Crystal structure of MoCdc5-DBD

To compare the molecular basis of the differences in DNA binding between MoCdc5-DBD and typical Myb domains, we solved the MoCdc5-DBD crystal structure. This crystal structure was determined by molecular replacement and refined at a resolution of 2.4 Å and belongs to the space group C2 2 21 (Table 1). The MoCdc5-DBD crystal consists of six helices that form two repeats of the HTH motif (Figure 3). The first repeat contained H1 (Asn11 to Tyr24), H2 (Trp29 to Leu35), and H3 (Pro41 to Glu49), while the second repeat contained H4 (Lys63 to Leu75), H5 (Ala84 to Ile86), and H6 (Ala91 to Ala105). The two triple-helix repeats were connected by a 12 residues linker (Trp51 to Ser62). Structural similarity searches in the PDB with free MoCdc5-DBD using the secondary structure matching server identified the strongest matches with the Myb protein from T. vaginalis (TvMyb2-DNA complex; 3OSF, Q score = 0.87) and M. musculus (c-Myb-DNA complex; 1MSE, Q score = 0.51). The root-mean-square deviation and sequence identity compared with TvMyb2 and c-Myb were 0.81 Å, 33.7% and 2.69 Å, 34.4%, respectively [21,24,40].

Table 1.

Data collection and refinement statistics for the MoCdc5-DBD crystal

Data collection Cdc5-DBD
Wavelength (Å) 0.979
Resolution range (Å) 38.14–2.402 (2.488–2.402)a
Space group C 2 2 21
Unit cell
a, b, c (Å) 72.78, 76.277, 54.409
α, β, γ (°) 90, 90, 90
Total reflections 45 266 (4565)
Unique reflections 6154 (593)
Multiplicity 7.4 (7.6)
Completeness (%) 99.29 (97.83)
Mean I/σ(I) 22.10 (2.61)
Wilson B-factor 59.37
Rmergeb 0.05466 (0.8814)
Rmeas 0.0589 (0.9457)
CC1/2 1 (0.923)
Rworkc 0.2471 (0.3884)
Rfree 0.2904 (0.4512)
Number of non-hydrogen atoms 840
Macromolecules 836
Solvent 4
Protein residues 102
RMS (bonds) 0.006
RMS (angles) 1.01
Ramachandran favored (%)d 93.00
Ramachandran allowed (%) 7.00
Ramachandran outliers (%) 0.00
Rotamer outliers (%) 0.00
Clashscore 8.91
Average B-factor 80.21
Macromolecules 80.37
Solvent 47.81
Number of TLS groups 6
a

Numbers in parenthesis are for the highest resolution data shell.

b

Rmerge = ∑hkli(∣Ii(hkl) − 〈I(hkl)〉∣)/∑hkliIi(hkl).

c

Rwork = ∑hkl(∥Fobs∣−∣Fcalc∥)/∑Ihkl∣Fobs∣.

d

As evaluated by MolProbity.

Figure 3. Structure of MoCdc5-DBD.

Figure 3.

(A) Ribbon diagram of the crystal structure of MoCdc5-DBD. Each helix is represented by a different colored ribbon. The N- and C-terminals of the domain are labeled. (B) Model of electrostatic surfaces of MoCdc5-DBD calculated from −5 kT/e to +5 kT/e using DelPhi. Its seven amino acid residues, R31, R38, K42, K45, R47, N92, and K100, are predicted to be involved in nucleic acid binding.

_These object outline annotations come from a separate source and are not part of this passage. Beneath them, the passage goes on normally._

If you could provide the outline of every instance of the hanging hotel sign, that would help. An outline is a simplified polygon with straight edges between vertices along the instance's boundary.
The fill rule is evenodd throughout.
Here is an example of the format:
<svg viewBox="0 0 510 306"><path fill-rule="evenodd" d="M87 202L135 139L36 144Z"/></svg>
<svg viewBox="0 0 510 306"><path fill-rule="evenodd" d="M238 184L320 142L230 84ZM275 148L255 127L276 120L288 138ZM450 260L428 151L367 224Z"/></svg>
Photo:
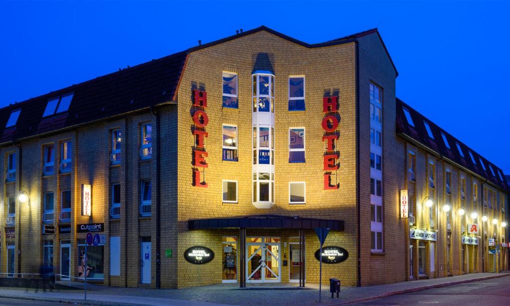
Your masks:
<svg viewBox="0 0 510 306"><path fill-rule="evenodd" d="M344 261L349 257L349 252L339 246L325 246L322 248L322 256L320 256L320 249L315 252L315 259L321 260L325 264L338 264Z"/></svg>
<svg viewBox="0 0 510 306"><path fill-rule="evenodd" d="M412 228L410 230L409 238L412 239L437 241L438 240L438 233L436 232L430 232L430 231L425 231L425 230Z"/></svg>
<svg viewBox="0 0 510 306"><path fill-rule="evenodd" d="M184 259L195 265L202 265L213 260L214 252L205 246L192 246L184 252Z"/></svg>
<svg viewBox="0 0 510 306"><path fill-rule="evenodd" d="M323 157L324 173L324 189L338 189L340 184L337 183L334 174L340 167L337 162L339 157L336 147L338 141L338 96L323 97L322 98L322 112L325 114L322 118L321 125L324 130L322 141L326 141L326 150Z"/></svg>
<svg viewBox="0 0 510 306"><path fill-rule="evenodd" d="M478 223L472 223L468 224L468 234L478 234Z"/></svg>
<svg viewBox="0 0 510 306"><path fill-rule="evenodd" d="M409 198L407 197L407 190L400 190L400 218L409 217Z"/></svg>
<svg viewBox="0 0 510 306"><path fill-rule="evenodd" d="M195 187L207 187L207 183L205 182L205 176L203 181L200 180L201 171L198 169L201 168L201 173L205 173L205 168L209 166L206 162L206 158L208 153L204 146L204 140L207 137L207 132L206 132L206 126L209 122L209 118L206 113L207 107L207 93L197 89L193 91L193 108L199 108L193 113L192 117L194 126L193 130L193 183ZM205 175L205 174L204 174Z"/></svg>
<svg viewBox="0 0 510 306"><path fill-rule="evenodd" d="M462 244L478 245L478 239L476 237L472 237L471 236L462 236Z"/></svg>
<svg viewBox="0 0 510 306"><path fill-rule="evenodd" d="M82 216L90 216L92 210L92 188L87 184L82 184Z"/></svg>

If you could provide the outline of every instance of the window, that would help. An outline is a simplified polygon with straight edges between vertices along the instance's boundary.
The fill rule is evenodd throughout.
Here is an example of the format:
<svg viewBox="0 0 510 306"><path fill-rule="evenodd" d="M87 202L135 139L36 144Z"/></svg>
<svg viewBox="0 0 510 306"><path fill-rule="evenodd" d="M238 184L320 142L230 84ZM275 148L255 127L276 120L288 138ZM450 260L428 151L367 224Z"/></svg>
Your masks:
<svg viewBox="0 0 510 306"><path fill-rule="evenodd" d="M445 135L443 132L441 132L441 136L443 137L443 141L445 142L445 145L446 147L450 148L450 144L448 142L448 139L446 138L446 135Z"/></svg>
<svg viewBox="0 0 510 306"><path fill-rule="evenodd" d="M428 122L423 121L423 125L425 125L425 129L427 130L427 134L428 134L428 137L434 139L434 135L432 134L432 130L430 130L430 125L429 125Z"/></svg>
<svg viewBox="0 0 510 306"><path fill-rule="evenodd" d="M122 132L120 130L112 132L112 155L110 159L112 164L120 163L120 150L122 144Z"/></svg>
<svg viewBox="0 0 510 306"><path fill-rule="evenodd" d="M289 78L289 110L304 110L304 76Z"/></svg>
<svg viewBox="0 0 510 306"><path fill-rule="evenodd" d="M9 116L9 120L7 120L7 124L5 125L6 128L14 126L18 122L18 117L21 112L21 110L16 110L11 112L11 115Z"/></svg>
<svg viewBox="0 0 510 306"><path fill-rule="evenodd" d="M152 155L151 143L152 125L150 123L142 124L142 147L140 149L140 155L142 159L150 158Z"/></svg>
<svg viewBox="0 0 510 306"><path fill-rule="evenodd" d="M72 100L73 94L71 93L48 101L48 104L46 105L46 109L44 110L44 113L42 116L47 117L55 114L67 111L69 106L71 104L71 100Z"/></svg>
<svg viewBox="0 0 510 306"><path fill-rule="evenodd" d="M237 203L237 181L223 180L223 201Z"/></svg>
<svg viewBox="0 0 510 306"><path fill-rule="evenodd" d="M53 174L55 172L55 146L49 144L44 146L44 166L42 172L45 175Z"/></svg>
<svg viewBox="0 0 510 306"><path fill-rule="evenodd" d="M455 144L457 145L457 149L458 150L458 153L461 155L461 156L464 157L464 152L462 151L462 149L461 148L461 145L458 144L458 142L455 142Z"/></svg>
<svg viewBox="0 0 510 306"><path fill-rule="evenodd" d="M223 124L223 160L237 161L237 126Z"/></svg>
<svg viewBox="0 0 510 306"><path fill-rule="evenodd" d="M289 129L289 162L304 162L304 128Z"/></svg>
<svg viewBox="0 0 510 306"><path fill-rule="evenodd" d="M414 126L414 122L413 122L413 118L411 117L411 114L409 112L409 110L405 108L402 108L404 110L404 114L405 115L405 119L407 120L407 123L411 126Z"/></svg>
<svg viewBox="0 0 510 306"><path fill-rule="evenodd" d="M291 204L304 204L306 202L306 186L304 182L291 182L289 183L289 202Z"/></svg>
<svg viewBox="0 0 510 306"><path fill-rule="evenodd" d="M223 73L223 107L238 108L237 101L237 74Z"/></svg>

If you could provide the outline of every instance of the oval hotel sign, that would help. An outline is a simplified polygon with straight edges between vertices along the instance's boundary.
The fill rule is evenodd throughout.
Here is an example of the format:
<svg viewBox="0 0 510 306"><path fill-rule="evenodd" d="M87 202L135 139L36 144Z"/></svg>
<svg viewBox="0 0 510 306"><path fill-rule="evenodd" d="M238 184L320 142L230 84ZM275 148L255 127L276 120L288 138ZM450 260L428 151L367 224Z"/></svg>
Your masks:
<svg viewBox="0 0 510 306"><path fill-rule="evenodd" d="M320 249L315 252L315 258L320 260ZM347 250L339 246L325 246L322 248L322 262L325 264L338 264L349 257Z"/></svg>
<svg viewBox="0 0 510 306"><path fill-rule="evenodd" d="M205 246L192 246L184 252L184 258L195 265L207 264L214 258L214 252Z"/></svg>

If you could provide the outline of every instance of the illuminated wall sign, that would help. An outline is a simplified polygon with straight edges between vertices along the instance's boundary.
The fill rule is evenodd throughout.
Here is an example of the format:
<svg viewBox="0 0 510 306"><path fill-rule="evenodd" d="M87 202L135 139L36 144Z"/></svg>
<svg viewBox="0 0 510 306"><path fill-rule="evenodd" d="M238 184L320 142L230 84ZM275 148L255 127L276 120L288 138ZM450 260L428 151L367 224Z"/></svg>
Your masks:
<svg viewBox="0 0 510 306"><path fill-rule="evenodd" d="M478 245L478 238L470 236L462 236L463 244L472 244Z"/></svg>
<svg viewBox="0 0 510 306"><path fill-rule="evenodd" d="M92 210L92 188L87 184L82 184L82 216L90 216Z"/></svg>
<svg viewBox="0 0 510 306"><path fill-rule="evenodd" d="M208 153L204 147L204 140L208 136L205 128L209 122L209 118L205 111L207 107L207 93L195 89L193 91L193 95L192 108L196 110L192 116L195 125L192 129L195 138L193 149L193 186L195 187L207 187L205 177L203 181L200 180L201 172L198 168L201 168L203 170L201 173L205 173L205 168L209 166L206 162ZM197 108L198 109L196 109Z"/></svg>
<svg viewBox="0 0 510 306"><path fill-rule="evenodd" d="M320 249L315 252L315 259L320 260ZM349 252L339 246L325 246L322 248L322 262L325 264L338 264L349 257Z"/></svg>
<svg viewBox="0 0 510 306"><path fill-rule="evenodd" d="M400 218L409 217L409 198L407 197L407 190L400 190Z"/></svg>
<svg viewBox="0 0 510 306"><path fill-rule="evenodd" d="M340 187L340 184L337 183L336 179L333 179L332 176L336 177L334 172L336 172L340 167L340 164L337 162L339 155L336 150L338 141L337 129L339 119L338 96L323 97L322 112L325 113L321 123L324 130L322 141L326 141L326 150L323 156L323 170L325 171L324 174L324 189L338 189Z"/></svg>
<svg viewBox="0 0 510 306"><path fill-rule="evenodd" d="M424 230L412 228L409 231L409 238L412 239L418 239L419 240L437 241L438 240L438 233L436 232L430 232L430 231L425 231Z"/></svg>
<svg viewBox="0 0 510 306"><path fill-rule="evenodd" d="M184 252L184 259L195 265L207 264L214 258L214 252L205 246L192 246Z"/></svg>

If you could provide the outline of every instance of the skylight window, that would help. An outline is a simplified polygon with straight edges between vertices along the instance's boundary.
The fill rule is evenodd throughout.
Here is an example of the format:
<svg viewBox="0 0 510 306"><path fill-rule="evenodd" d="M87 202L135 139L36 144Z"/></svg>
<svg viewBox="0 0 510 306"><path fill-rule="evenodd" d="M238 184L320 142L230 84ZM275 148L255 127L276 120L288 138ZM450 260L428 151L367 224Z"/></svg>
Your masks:
<svg viewBox="0 0 510 306"><path fill-rule="evenodd" d="M446 138L446 135L441 132L441 136L443 136L443 141L445 142L445 145L446 146L446 147L449 149L451 148L450 147L450 144L448 143L448 139Z"/></svg>
<svg viewBox="0 0 510 306"><path fill-rule="evenodd" d="M425 129L427 130L427 134L428 134L428 137L434 139L434 135L432 134L432 130L430 130L430 126L428 125L428 122L423 121L423 125L425 125Z"/></svg>
<svg viewBox="0 0 510 306"><path fill-rule="evenodd" d="M409 112L409 110L403 107L402 109L404 110L404 114L405 115L405 119L407 119L407 123L411 126L414 126L414 122L413 122L413 118L411 118L411 114Z"/></svg>
<svg viewBox="0 0 510 306"><path fill-rule="evenodd" d="M16 122L18 122L18 117L19 117L19 113L21 112L21 110L16 110L15 111L13 111L11 113L11 116L9 117L9 120L7 121L7 124L6 124L6 128L9 128L9 126L13 126L16 125Z"/></svg>
<svg viewBox="0 0 510 306"><path fill-rule="evenodd" d="M464 157L464 152L462 151L462 149L461 148L461 145L458 144L458 142L455 142L455 143L457 145L457 149L458 150L458 152L461 154L461 156Z"/></svg>
<svg viewBox="0 0 510 306"><path fill-rule="evenodd" d="M71 105L72 96L73 94L71 93L48 101L48 104L46 106L46 110L44 110L44 113L42 116L47 117L55 114L67 111L67 110L69 109L69 106Z"/></svg>

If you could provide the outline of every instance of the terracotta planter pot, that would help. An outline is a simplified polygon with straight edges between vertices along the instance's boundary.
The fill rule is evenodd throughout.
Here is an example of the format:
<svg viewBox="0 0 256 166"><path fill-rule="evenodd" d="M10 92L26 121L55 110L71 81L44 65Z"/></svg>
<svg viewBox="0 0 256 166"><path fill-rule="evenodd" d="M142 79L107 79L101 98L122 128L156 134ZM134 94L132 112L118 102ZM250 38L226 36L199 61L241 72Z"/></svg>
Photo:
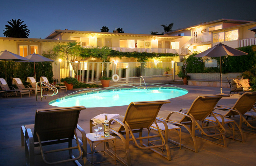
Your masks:
<svg viewBox="0 0 256 166"><path fill-rule="evenodd" d="M74 85L73 84L68 84L66 81L64 81L64 84L65 84L65 86L67 87L67 90L71 90L73 89Z"/></svg>
<svg viewBox="0 0 256 166"><path fill-rule="evenodd" d="M188 79L187 78L187 77L185 77L183 79L183 83L184 84L184 85L188 85Z"/></svg>
<svg viewBox="0 0 256 166"><path fill-rule="evenodd" d="M100 82L101 82L101 85L102 85L102 87L107 87L109 86L109 82L110 81L110 79L106 80L106 79L101 79Z"/></svg>

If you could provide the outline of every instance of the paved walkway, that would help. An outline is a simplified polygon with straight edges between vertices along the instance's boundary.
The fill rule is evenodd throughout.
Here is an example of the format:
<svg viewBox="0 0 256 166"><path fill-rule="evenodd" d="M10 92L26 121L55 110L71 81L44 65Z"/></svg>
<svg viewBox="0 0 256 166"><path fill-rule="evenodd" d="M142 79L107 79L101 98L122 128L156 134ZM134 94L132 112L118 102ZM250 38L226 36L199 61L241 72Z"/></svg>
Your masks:
<svg viewBox="0 0 256 166"><path fill-rule="evenodd" d="M176 85L175 85L177 86ZM182 108L189 107L194 100L200 95L216 94L220 92L219 88L178 85L188 90L183 96L171 99L170 104L163 105L160 111L165 110L178 111ZM229 93L228 88L223 88L223 92ZM43 101L36 101L35 94L30 97L24 96L0 98L0 165L26 165L25 148L21 146L20 127L25 124L33 124L36 109L52 108L48 102L53 99L65 95L74 91L59 92L57 96L47 97ZM238 95L221 99L218 104L234 103ZM86 107L86 106L85 106ZM87 133L89 132L89 120L94 116L103 113L118 113L124 115L127 106L106 108L88 108L81 111L78 124ZM245 134L245 142L228 139L228 147L224 148L197 138L199 152L195 153L184 148L171 149L172 160L168 161L148 150L142 150L135 147L132 142L132 163L133 166L140 165L255 165L256 159L256 135ZM89 148L89 146L88 146ZM38 149L36 150L39 153ZM98 159L101 157L97 156ZM48 165L44 163L42 157L37 155L36 165ZM114 162L98 165L114 165ZM72 162L58 165L75 165ZM117 165L122 165L117 162Z"/></svg>

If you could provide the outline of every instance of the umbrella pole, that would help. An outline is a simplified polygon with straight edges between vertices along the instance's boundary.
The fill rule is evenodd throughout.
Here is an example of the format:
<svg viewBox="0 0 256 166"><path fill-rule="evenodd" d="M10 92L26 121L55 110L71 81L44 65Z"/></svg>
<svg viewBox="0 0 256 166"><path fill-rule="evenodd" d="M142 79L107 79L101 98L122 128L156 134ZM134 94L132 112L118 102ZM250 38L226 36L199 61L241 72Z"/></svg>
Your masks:
<svg viewBox="0 0 256 166"><path fill-rule="evenodd" d="M5 80L6 80L6 81L7 81L7 74L6 74L6 59L5 59Z"/></svg>
<svg viewBox="0 0 256 166"><path fill-rule="evenodd" d="M36 62L34 62L34 69L35 69L35 79L36 79Z"/></svg>
<svg viewBox="0 0 256 166"><path fill-rule="evenodd" d="M222 76L221 73L221 57L220 57L220 94L224 94L222 93Z"/></svg>

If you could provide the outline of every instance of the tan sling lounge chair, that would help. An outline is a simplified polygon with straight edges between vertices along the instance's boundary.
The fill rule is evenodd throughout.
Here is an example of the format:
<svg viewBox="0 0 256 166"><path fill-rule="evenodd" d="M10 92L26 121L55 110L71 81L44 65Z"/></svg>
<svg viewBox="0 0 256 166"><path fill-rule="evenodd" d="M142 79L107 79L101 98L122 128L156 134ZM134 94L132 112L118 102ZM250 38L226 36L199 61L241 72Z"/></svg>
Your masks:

The CD spectrum of MoCdc5-DBD showed standard characteristics of α-helices, such as minimal peaks at 208 and 222 nm (Supplementary Figure S2) [41], which was consistent with the observed α-helix structure in the MoCdc5-DBD crystal. As predicted, six conserved aromatic amino acids, including Trp9, Trp29, Trp48, Trp61, Trp80, and Tyr98 (Supplementary Figure S3A), were arranged regularly and formed hydrophobic cores that were responsible for the stability of the two HTH repeats. When any of these aromatic amino acids were mutated, the CD spectra of the mutated MoCdc5-DBD proteins were visibly changed (Supplementary Figure S3B), indicating that the α-helix structure in MoCdc5-DBD was unstabilized. Our results were consistent with previous findings that the mutation of any one tryptophan residue in c-Myb can destroy the hydrophobic core and results in a loss of binding activity [42,43].

Key residues in MoCdc5-DBD involved in DNA binding

In a comparison of the typical Myb domain of c-Myb (PDB: 1GV2) and the DNA-complexed c-Myb (PDB: 1MSE) [24], structure superposition of MoCdc5-DBD demonstrated the high similarity between these two proteins and indicated that MoCdc5-DBD was more alike to the DNA-complexed c-Myb (Figure 4A). In c-Myb/DNA complex structures, Myb proteins interact with DNA by positioning the two long helixes, α3 and α6, into the major groove using the HTH, and the two long helixes were lined with several positively charged residues. Five key amino acids, K128, E132, R133, N179, and T188 had previously been determined to play important roles in DNA binding [24]. By homologous structural simulation, five conserved residues, K42, K45, R47, N92, and K100, in MoCdc5-DBD were predicted to form a positively charged groove for DNA binding (Figure 4A). Moreover, two basic amino acid residues, R31 and R38, were well conserved among Cdc5-DBD proteins but not in typical Myb domains (Figure 1) and were located around the positively charged groove (Figure 3B).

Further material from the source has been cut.